ASCII Stands for American Standard Code for Information Interchange (pronounced ‘as-key’). This is a standard set of characters understood by all computers, consisting mostly of letters and numbers plus a few basic symbols such as $ and %. Which employs the 128 possible 7-bit integers to encode the 52 uppercase and lowercase letters and 10 numeric digits of the Roman alphabet, plus punctuation characters and some other symbols. The fact that almost everyone agrees on ASCII makes it relatively easy to exchange information between different programs, different operating systems, and even different computers.
It also means you can easily print basic text and numbers on any printer, with the notable exception of PostScript printers. If you are working in the Mac Write word processing application on the Mac and you need to send your file to someone who uses Word-star on the PC, you can save the document as an ASCII file (which is the same as text-only). After you transfer the file to the PC (on a disk or via a cable or modem),the other person will be able to open the file in Word-star.
In ASCII, each character has a number which the computer or printer uses to represent that character. For instance, a capital A is number 65 in the code. Although there are 256 possible characters in the code, ASCII standardizes only 128 characters, and the first 32 of these are “control characters,” which are supposed to be used to control the computer and don’t appear on the screen. That leaves only enough code numbers for all the capital and lowercase letters, the digits, and the most common punctuation marks.
Another ASCII limitation is that the code doesn’t include any information about the way the text should look (its format). ASCII only tells you which characters the text contains. If you save a formatted document as ASCII,you will lose all the font formatting, such as the typeface changes, the italics, the bolds, and even the special characters like ©, TM, or ®. Usually carriage returns and tabs are saved.
Unlike some earlier character encodings that used fewer than 7 bits, ASCII does have room for both the uppercase and lowercase letters and all normal punctuation characters but, as it was designed to encode American English it does not include the accented characters and ligatures required by many European languages (nor the UK pound sign £).
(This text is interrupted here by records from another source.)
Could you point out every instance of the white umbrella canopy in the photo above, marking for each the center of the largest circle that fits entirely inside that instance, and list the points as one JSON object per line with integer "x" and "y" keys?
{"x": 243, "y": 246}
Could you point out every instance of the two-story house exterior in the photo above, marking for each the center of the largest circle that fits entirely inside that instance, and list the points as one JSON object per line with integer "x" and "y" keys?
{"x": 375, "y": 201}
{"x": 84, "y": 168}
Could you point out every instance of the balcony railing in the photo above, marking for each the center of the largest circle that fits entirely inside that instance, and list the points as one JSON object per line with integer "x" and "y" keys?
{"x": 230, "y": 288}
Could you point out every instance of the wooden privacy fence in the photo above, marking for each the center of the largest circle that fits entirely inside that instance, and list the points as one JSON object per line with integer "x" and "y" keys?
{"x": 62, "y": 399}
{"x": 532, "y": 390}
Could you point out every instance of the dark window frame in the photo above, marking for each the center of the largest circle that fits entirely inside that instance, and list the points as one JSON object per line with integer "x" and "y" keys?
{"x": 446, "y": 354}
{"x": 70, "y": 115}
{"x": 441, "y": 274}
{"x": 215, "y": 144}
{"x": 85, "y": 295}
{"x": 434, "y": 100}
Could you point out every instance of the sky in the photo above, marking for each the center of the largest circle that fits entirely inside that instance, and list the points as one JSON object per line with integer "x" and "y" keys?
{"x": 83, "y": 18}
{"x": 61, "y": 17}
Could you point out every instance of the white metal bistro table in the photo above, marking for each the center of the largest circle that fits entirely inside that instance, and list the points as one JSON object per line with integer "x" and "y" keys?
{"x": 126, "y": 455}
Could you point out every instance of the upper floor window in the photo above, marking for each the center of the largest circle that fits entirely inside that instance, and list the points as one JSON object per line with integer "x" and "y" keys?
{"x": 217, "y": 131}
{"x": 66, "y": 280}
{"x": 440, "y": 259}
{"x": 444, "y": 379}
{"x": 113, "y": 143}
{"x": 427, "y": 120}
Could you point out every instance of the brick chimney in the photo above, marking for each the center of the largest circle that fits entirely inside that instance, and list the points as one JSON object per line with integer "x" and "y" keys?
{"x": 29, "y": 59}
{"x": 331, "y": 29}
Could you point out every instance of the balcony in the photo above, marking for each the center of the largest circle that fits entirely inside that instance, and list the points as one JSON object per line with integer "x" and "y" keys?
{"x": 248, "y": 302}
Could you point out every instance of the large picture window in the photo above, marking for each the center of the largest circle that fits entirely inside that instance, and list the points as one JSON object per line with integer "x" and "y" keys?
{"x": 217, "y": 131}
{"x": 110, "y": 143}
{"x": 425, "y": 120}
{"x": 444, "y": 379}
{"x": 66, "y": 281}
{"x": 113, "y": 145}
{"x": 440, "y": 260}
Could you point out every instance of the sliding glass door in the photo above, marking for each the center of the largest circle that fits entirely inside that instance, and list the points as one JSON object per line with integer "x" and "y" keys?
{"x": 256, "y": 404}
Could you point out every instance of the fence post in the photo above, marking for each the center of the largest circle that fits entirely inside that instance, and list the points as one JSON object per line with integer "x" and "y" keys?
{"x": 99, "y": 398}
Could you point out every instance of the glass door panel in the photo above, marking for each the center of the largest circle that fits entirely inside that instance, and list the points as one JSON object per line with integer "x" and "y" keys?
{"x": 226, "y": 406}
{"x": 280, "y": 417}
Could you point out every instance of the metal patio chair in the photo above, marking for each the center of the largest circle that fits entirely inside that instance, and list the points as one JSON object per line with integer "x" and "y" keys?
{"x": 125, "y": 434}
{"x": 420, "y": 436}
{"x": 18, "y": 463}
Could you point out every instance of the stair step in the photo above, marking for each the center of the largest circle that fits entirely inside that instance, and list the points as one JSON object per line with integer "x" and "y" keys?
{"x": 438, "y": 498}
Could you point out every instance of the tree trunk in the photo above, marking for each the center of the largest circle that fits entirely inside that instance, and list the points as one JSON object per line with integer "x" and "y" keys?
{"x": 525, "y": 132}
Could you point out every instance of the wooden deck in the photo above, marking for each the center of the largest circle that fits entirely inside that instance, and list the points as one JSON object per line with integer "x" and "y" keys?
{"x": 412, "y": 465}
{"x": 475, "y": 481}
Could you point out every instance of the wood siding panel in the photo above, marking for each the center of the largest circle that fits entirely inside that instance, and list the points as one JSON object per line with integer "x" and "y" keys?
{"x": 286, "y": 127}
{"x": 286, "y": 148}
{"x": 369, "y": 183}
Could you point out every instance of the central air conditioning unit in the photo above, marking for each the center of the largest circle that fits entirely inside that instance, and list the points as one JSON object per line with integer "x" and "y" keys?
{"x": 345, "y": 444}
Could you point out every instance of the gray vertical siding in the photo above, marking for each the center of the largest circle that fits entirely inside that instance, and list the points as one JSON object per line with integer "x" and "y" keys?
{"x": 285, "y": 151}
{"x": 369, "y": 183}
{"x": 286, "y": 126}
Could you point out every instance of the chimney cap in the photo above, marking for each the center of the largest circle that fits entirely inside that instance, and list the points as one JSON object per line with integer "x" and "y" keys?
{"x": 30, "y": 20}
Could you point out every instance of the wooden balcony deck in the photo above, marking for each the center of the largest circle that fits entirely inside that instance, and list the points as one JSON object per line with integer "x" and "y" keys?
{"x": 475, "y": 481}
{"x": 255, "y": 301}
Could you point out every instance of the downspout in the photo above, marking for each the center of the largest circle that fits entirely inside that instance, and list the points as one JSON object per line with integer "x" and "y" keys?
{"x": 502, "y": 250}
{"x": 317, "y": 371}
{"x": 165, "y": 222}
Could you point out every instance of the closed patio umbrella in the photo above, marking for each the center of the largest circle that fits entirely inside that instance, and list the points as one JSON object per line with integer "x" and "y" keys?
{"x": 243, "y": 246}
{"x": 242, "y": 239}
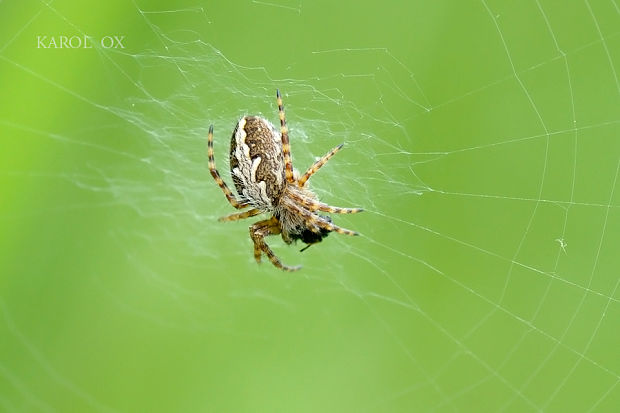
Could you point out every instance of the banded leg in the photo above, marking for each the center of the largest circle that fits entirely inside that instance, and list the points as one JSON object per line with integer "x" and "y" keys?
{"x": 286, "y": 146}
{"x": 240, "y": 215}
{"x": 258, "y": 232}
{"x": 316, "y": 221}
{"x": 314, "y": 205}
{"x": 216, "y": 175}
{"x": 317, "y": 165}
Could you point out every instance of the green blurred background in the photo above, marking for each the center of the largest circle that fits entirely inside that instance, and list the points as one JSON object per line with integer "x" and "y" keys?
{"x": 482, "y": 138}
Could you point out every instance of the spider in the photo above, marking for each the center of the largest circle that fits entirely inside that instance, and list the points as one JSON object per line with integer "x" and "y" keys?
{"x": 263, "y": 174}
These characters are provided in some 8-bit EXTENDED ASCII character sets, including ISO LATIN 1 or ANSI 1, but not all software can display 8-bit characters, and some serial communications channels still remove the eighth bit from each character. Despite its shortcomings, ASCII is still important as the ‘lowest common denominator’ for representing textual data, which almost any computer in the world can display.
The ASCII standard was certified by ANSI in 1977,and the ISO adopted an almost identical code as ISO 646.